ANOVA and Multiple Comparisons

One-Way ANOVA Test (go to the calculator)

The one-way ANOVA test checks the null assumption that the mean (average) of two or more groups is equal. The test tries to determine if the difference between the sample averages reflects a real difference between the groups, or is due to the random noise inside each group.

When the ANOVA test rejects the null assumption it only tells us that not all the means are equal. For more information, the tool also runs the Tukey HSD test, which compares each pair separately.

The one-way ANOVA model is identical to the linear regression model with one categorical variable — the group. When using linear regression, the results will produce the same ANOVA table and the same p-value.

Assumptions

  • Independence — Independent groups and independent observations that represent the population.
  • Normal distribution — The population distributes normally.
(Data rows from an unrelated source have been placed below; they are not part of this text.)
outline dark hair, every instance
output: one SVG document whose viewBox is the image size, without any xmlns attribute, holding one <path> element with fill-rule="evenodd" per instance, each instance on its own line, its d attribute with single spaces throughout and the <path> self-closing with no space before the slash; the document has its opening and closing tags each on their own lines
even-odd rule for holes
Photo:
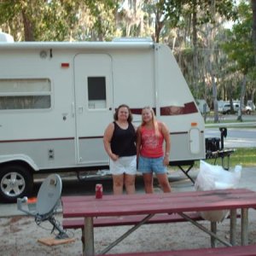
<svg viewBox="0 0 256 256">
<path fill-rule="evenodd" d="M 115 113 L 113 114 L 113 119 L 115 121 L 118 120 L 119 111 L 121 108 L 126 108 L 128 109 L 129 116 L 128 116 L 127 121 L 129 123 L 131 123 L 132 121 L 132 113 L 131 113 L 130 108 L 126 104 L 121 104 L 118 108 L 115 109 Z"/>
</svg>

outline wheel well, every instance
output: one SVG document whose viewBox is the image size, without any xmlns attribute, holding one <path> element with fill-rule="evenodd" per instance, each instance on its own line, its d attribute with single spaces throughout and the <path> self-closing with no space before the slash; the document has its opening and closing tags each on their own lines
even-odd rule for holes
<svg viewBox="0 0 256 256">
<path fill-rule="evenodd" d="M 8 166 L 14 166 L 14 165 L 20 166 L 26 168 L 30 172 L 31 175 L 32 175 L 34 172 L 34 170 L 29 164 L 27 164 L 26 162 L 21 161 L 21 160 L 12 160 L 12 161 L 9 161 L 9 162 L 1 163 L 0 168 Z"/>
</svg>

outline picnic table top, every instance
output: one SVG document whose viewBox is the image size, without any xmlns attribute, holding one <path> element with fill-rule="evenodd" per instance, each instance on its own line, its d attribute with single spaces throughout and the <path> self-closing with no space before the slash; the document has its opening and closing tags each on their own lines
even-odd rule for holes
<svg viewBox="0 0 256 256">
<path fill-rule="evenodd" d="M 247 189 L 61 197 L 64 218 L 125 216 L 256 208 L 256 192 Z"/>
</svg>

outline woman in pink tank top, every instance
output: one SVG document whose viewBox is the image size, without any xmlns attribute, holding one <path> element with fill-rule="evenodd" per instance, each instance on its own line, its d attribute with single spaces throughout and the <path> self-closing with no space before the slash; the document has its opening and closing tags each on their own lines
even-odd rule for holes
<svg viewBox="0 0 256 256">
<path fill-rule="evenodd" d="M 156 120 L 150 107 L 143 108 L 142 119 L 137 134 L 137 156 L 138 172 L 143 175 L 145 192 L 154 192 L 154 172 L 163 191 L 171 192 L 166 168 L 171 149 L 169 130 L 164 123 Z"/>
</svg>

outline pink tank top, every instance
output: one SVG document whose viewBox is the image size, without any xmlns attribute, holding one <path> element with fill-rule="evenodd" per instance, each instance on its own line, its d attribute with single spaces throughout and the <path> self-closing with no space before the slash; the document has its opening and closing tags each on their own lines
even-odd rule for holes
<svg viewBox="0 0 256 256">
<path fill-rule="evenodd" d="M 143 157 L 158 158 L 164 155 L 164 137 L 160 131 L 155 134 L 154 129 L 141 127 L 142 148 L 141 155 Z"/>
</svg>

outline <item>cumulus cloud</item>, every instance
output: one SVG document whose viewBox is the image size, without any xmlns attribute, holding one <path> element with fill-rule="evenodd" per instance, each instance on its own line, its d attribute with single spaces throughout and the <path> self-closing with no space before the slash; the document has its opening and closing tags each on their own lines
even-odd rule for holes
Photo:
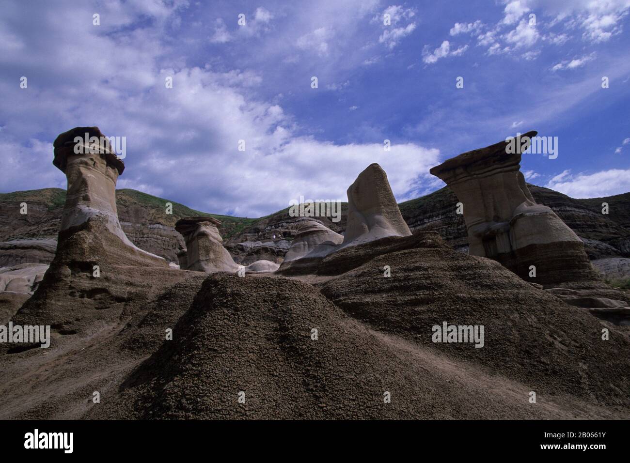
<svg viewBox="0 0 630 463">
<path fill-rule="evenodd" d="M 523 173 L 523 175 L 525 176 L 525 180 L 533 180 L 535 178 L 537 178 L 541 176 L 541 174 L 534 171 L 525 171 Z"/>
<path fill-rule="evenodd" d="M 214 34 L 210 38 L 213 43 L 225 43 L 232 40 L 232 34 L 227 30 L 225 21 L 217 18 L 214 21 Z"/>
<path fill-rule="evenodd" d="M 610 169 L 572 175 L 566 170 L 553 177 L 547 188 L 573 198 L 600 198 L 630 191 L 630 169 Z"/>
<path fill-rule="evenodd" d="M 624 140 L 621 142 L 621 146 L 619 146 L 615 149 L 615 154 L 621 154 L 621 152 L 623 151 L 623 147 L 628 144 L 630 144 L 630 138 L 624 139 Z"/>
<path fill-rule="evenodd" d="M 395 48 L 403 38 L 415 30 L 416 23 L 412 20 L 415 16 L 415 9 L 406 8 L 401 5 L 391 5 L 381 14 L 375 15 L 372 18 L 372 22 L 379 23 L 382 28 L 379 43 L 384 43 L 390 50 Z M 385 24 L 386 17 L 389 18 L 389 25 Z"/>
<path fill-rule="evenodd" d="M 3 67 L 47 71 L 33 83 L 30 79 L 28 89 L 13 78 L 0 79 L 0 149 L 14 154 L 4 163 L 11 174 L 0 176 L 3 191 L 64 187 L 64 176 L 51 165 L 51 142 L 77 125 L 98 125 L 108 136 L 127 137 L 119 187 L 248 217 L 286 207 L 301 195 L 344 199 L 348 186 L 372 162 L 387 171 L 394 194 L 404 197 L 418 188 L 419 179 L 430 179 L 428 169 L 439 162 L 437 149 L 417 144 L 394 143 L 386 152 L 382 142 L 335 143 L 305 134 L 278 101 L 255 96 L 263 79 L 251 70 L 176 60 L 173 66 L 165 59 L 170 47 L 161 40 L 168 36 L 168 12 L 161 13 L 163 26 L 147 21 L 142 28 L 104 33 L 105 26 L 98 30 L 84 20 L 91 18 L 89 5 L 55 8 L 67 21 L 33 18 L 18 9 L 0 19 L 31 24 L 43 37 L 55 37 L 54 43 L 31 44 L 28 54 L 16 45 L 0 57 Z M 252 21 L 272 21 L 264 12 L 256 16 Z M 12 33 L 18 45 L 26 40 Z M 315 34 L 303 44 L 321 52 L 326 37 Z M 172 77 L 172 88 L 166 88 L 166 77 Z M 244 151 L 238 151 L 240 140 Z"/>
<path fill-rule="evenodd" d="M 438 59 L 445 58 L 449 55 L 451 56 L 459 56 L 463 54 L 468 49 L 468 45 L 450 51 L 450 43 L 448 40 L 444 40 L 442 45 L 435 49 L 432 53 L 428 45 L 425 45 L 422 50 L 422 60 L 427 64 L 433 64 L 437 62 Z"/>
<path fill-rule="evenodd" d="M 565 60 L 556 63 L 551 67 L 551 71 L 556 71 L 561 69 L 575 69 L 576 67 L 581 67 L 589 61 L 595 59 L 595 52 L 589 55 L 585 55 L 579 58 L 574 58 L 572 60 Z"/>
<path fill-rule="evenodd" d="M 318 28 L 312 32 L 304 34 L 297 39 L 297 47 L 301 50 L 316 53 L 320 56 L 328 54 L 328 41 L 334 36 L 329 28 Z"/>
<path fill-rule="evenodd" d="M 527 2 L 523 0 L 513 0 L 509 2 L 503 9 L 505 16 L 501 22 L 503 24 L 515 24 L 520 17 L 529 11 Z"/>
<path fill-rule="evenodd" d="M 455 25 L 450 28 L 449 33 L 451 35 L 457 35 L 458 34 L 468 33 L 475 32 L 483 26 L 481 21 L 478 20 L 474 23 L 455 23 Z"/>
<path fill-rule="evenodd" d="M 411 23 L 406 27 L 397 27 L 391 30 L 386 29 L 379 37 L 379 43 L 385 43 L 390 50 L 393 49 L 401 39 L 413 32 L 416 28 L 416 23 Z"/>
<path fill-rule="evenodd" d="M 225 43 L 237 37 L 259 37 L 270 30 L 270 23 L 272 19 L 273 15 L 268 10 L 258 7 L 253 14 L 246 14 L 244 25 L 239 25 L 235 21 L 234 30 L 231 32 L 223 18 L 217 18 L 214 22 L 214 33 L 210 41 L 213 43 Z"/>
<path fill-rule="evenodd" d="M 537 40 L 538 31 L 536 28 L 529 25 L 529 23 L 524 20 L 505 36 L 505 40 L 517 48 L 531 47 Z"/>
</svg>

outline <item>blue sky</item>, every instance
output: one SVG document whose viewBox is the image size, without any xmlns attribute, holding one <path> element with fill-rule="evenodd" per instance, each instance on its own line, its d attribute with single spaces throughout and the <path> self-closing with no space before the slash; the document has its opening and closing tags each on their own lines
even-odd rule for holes
<svg viewBox="0 0 630 463">
<path fill-rule="evenodd" d="M 581 198 L 630 191 L 630 0 L 4 1 L 0 11 L 2 191 L 65 188 L 52 144 L 77 125 L 126 137 L 118 188 L 241 216 L 301 195 L 345 200 L 373 162 L 399 201 L 418 197 L 444 185 L 433 166 L 530 130 L 558 140 L 556 159 L 524 154 L 531 183 Z"/>
</svg>

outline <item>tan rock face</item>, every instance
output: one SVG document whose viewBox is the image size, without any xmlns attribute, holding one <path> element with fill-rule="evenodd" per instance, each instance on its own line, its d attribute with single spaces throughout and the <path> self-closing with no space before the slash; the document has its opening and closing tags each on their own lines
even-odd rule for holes
<svg viewBox="0 0 630 463">
<path fill-rule="evenodd" d="M 238 265 L 223 247 L 223 239 L 217 229 L 220 224 L 209 216 L 187 217 L 177 221 L 175 229 L 186 241 L 186 266 L 182 266 L 183 259 L 180 258 L 181 268 L 207 273 L 238 270 Z"/>
<path fill-rule="evenodd" d="M 411 234 L 385 171 L 376 163 L 370 164 L 348 188 L 348 222 L 343 246 Z"/>
<path fill-rule="evenodd" d="M 521 155 L 507 152 L 507 145 L 469 151 L 430 170 L 464 205 L 469 253 L 542 284 L 595 278 L 581 241 L 550 208 L 536 203 L 520 171 Z M 529 277 L 531 265 L 535 278 Z"/>
<path fill-rule="evenodd" d="M 343 235 L 336 233 L 319 220 L 305 220 L 285 254 L 284 262 L 327 255 L 343 241 Z"/>
<path fill-rule="evenodd" d="M 95 220 L 120 239 L 118 246 L 129 254 L 129 258 L 140 261 L 141 265 L 166 266 L 164 259 L 136 247 L 122 231 L 116 209 L 116 181 L 124 164 L 106 145 L 83 145 L 84 154 L 77 154 L 74 137 L 85 133 L 104 136 L 98 127 L 76 127 L 61 134 L 54 144 L 53 164 L 66 174 L 68 181 L 59 241 Z"/>
</svg>

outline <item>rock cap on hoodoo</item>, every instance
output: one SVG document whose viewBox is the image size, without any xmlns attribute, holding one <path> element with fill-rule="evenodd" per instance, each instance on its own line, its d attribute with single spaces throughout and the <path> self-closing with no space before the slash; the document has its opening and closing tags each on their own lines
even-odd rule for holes
<svg viewBox="0 0 630 463">
<path fill-rule="evenodd" d="M 175 230 L 182 235 L 185 236 L 188 233 L 195 230 L 198 224 L 202 222 L 208 222 L 210 224 L 217 226 L 221 224 L 220 220 L 210 215 L 198 215 L 194 217 L 184 217 L 180 219 L 175 222 Z"/>
<path fill-rule="evenodd" d="M 520 135 L 521 139 L 536 137 L 538 134 L 531 130 Z M 444 181 L 452 181 L 461 174 L 483 174 L 496 168 L 501 170 L 518 170 L 520 163 L 520 152 L 508 153 L 506 147 L 509 142 L 505 140 L 484 148 L 462 152 L 459 156 L 447 159 L 438 166 L 431 168 L 429 172 Z M 448 183 L 448 181 L 447 181 Z"/>
<path fill-rule="evenodd" d="M 105 157 L 107 164 L 118 170 L 118 175 L 122 174 L 123 171 L 125 170 L 125 163 L 122 161 L 122 159 L 116 156 L 115 153 L 112 151 L 108 137 L 103 135 L 103 132 L 97 127 L 74 127 L 74 129 L 71 129 L 67 132 L 60 134 L 55 139 L 55 141 L 52 144 L 55 149 L 55 157 L 52 160 L 52 163 L 55 166 L 61 170 L 62 172 L 66 172 L 67 156 L 76 155 L 74 152 L 74 146 L 77 144 L 74 142 L 75 138 L 81 137 L 83 139 L 86 134 L 88 134 L 88 138 L 97 137 L 100 140 L 103 140 L 104 141 L 104 144 L 100 145 L 101 155 Z M 101 139 L 101 137 L 104 138 Z M 88 148 L 88 147 L 86 147 Z"/>
</svg>

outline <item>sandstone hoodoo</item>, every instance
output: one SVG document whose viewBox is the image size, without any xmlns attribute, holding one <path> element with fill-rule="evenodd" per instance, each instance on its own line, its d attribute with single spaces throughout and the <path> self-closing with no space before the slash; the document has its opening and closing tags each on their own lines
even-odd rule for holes
<svg viewBox="0 0 630 463">
<path fill-rule="evenodd" d="M 223 247 L 223 239 L 217 226 L 221 222 L 210 216 L 186 217 L 177 221 L 175 229 L 186 241 L 185 260 L 179 256 L 180 268 L 212 273 L 236 272 L 239 266 Z M 185 260 L 186 265 L 182 264 Z"/>
<path fill-rule="evenodd" d="M 187 270 L 236 272 L 241 266 L 234 261 L 227 249 L 223 247 L 223 239 L 217 226 L 221 222 L 210 216 L 185 217 L 177 221 L 175 229 L 186 241 L 185 253 L 178 253 L 180 268 Z M 244 266 L 246 273 L 275 272 L 279 264 L 268 260 L 258 260 Z"/>
<path fill-rule="evenodd" d="M 125 303 L 185 277 L 127 239 L 115 201 L 124 164 L 102 141 L 75 150 L 75 137 L 83 139 L 86 132 L 105 139 L 97 127 L 76 127 L 54 142 L 53 163 L 67 178 L 57 249 L 35 294 L 13 319 L 50 325 L 54 345 L 64 333 L 88 332 L 105 320 L 119 319 Z"/>
<path fill-rule="evenodd" d="M 348 222 L 342 246 L 411 234 L 385 171 L 375 163 L 370 164 L 348 188 Z"/>
<path fill-rule="evenodd" d="M 90 138 L 98 138 L 99 143 L 85 146 L 83 142 L 74 142 L 76 137 L 83 139 L 86 133 Z M 53 144 L 52 163 L 66 174 L 68 181 L 57 249 L 64 239 L 89 224 L 98 222 L 102 227 L 101 232 L 120 240 L 110 250 L 123 253 L 122 258 L 138 265 L 166 266 L 163 258 L 131 243 L 120 227 L 116 209 L 116 181 L 125 164 L 111 152 L 106 140 L 98 127 L 75 127 L 59 135 Z M 77 145 L 83 145 L 81 149 L 76 149 Z M 102 236 L 100 238 L 103 240 Z"/>
<path fill-rule="evenodd" d="M 308 263 L 316 266 L 323 257 L 334 251 L 343 241 L 343 235 L 333 231 L 319 220 L 302 219 L 280 270 L 285 272 L 291 269 L 292 272 L 300 268 L 306 271 Z M 296 263 L 297 261 L 299 262 Z"/>
<path fill-rule="evenodd" d="M 469 253 L 544 285 L 595 279 L 582 241 L 550 208 L 536 203 L 520 171 L 521 154 L 508 152 L 507 146 L 468 151 L 430 170 L 463 204 Z"/>
</svg>

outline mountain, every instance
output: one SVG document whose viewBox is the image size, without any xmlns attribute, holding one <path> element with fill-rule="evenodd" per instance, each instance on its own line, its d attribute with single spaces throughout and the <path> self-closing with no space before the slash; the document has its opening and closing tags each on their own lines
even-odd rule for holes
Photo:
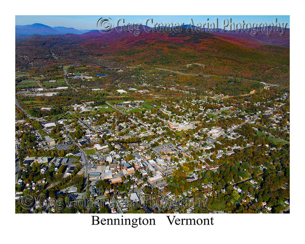
<svg viewBox="0 0 305 244">
<path fill-rule="evenodd" d="M 87 29 L 79 30 L 74 28 L 57 26 L 52 27 L 45 24 L 35 23 L 26 25 L 16 25 L 16 36 L 32 36 L 33 35 L 65 35 L 67 34 L 80 35 L 89 31 Z"/>
<path fill-rule="evenodd" d="M 195 71 L 201 75 L 289 83 L 289 48 L 262 44 L 266 38 L 260 35 L 254 42 L 243 40 L 241 34 L 192 33 L 184 28 L 177 33 L 154 29 L 147 32 L 145 27 L 141 26 L 139 35 L 115 28 L 107 33 L 92 30 L 82 35 L 33 35 L 22 41 L 16 38 L 16 70 L 44 73 L 62 64 L 85 64 L 101 70 L 142 64 L 175 68 L 185 73 Z M 268 43 L 278 38 L 276 35 L 268 38 Z M 52 58 L 52 53 L 59 57 L 58 60 Z M 204 65 L 186 66 L 198 63 Z"/>
<path fill-rule="evenodd" d="M 76 34 L 80 35 L 85 33 L 89 31 L 88 29 L 76 29 L 74 28 L 68 28 L 63 26 L 53 27 L 53 28 L 60 33 L 60 34 Z"/>
</svg>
This assumption is important for small sample sizes (n < 30).
    The ANOVA calculator runs the Shapiro-Wilk test as part of the test run.
  • Equality of variances — The variances of all groups are equal. The ANOVA test is considered robust to this assumption when group sizes are similar (maximum sample size / minimum sample size < 1.5).
    The ANOVA calculator runs Levene’s test as part of the test run.

Calculation

The model analyzes the differences between all observations and the overall average, and tries to determine whether the differences are only random or are also partially explained by the group (similar to linear regression).
As in standard deviation calculation, we use the sum of squares instead of the absolute difference.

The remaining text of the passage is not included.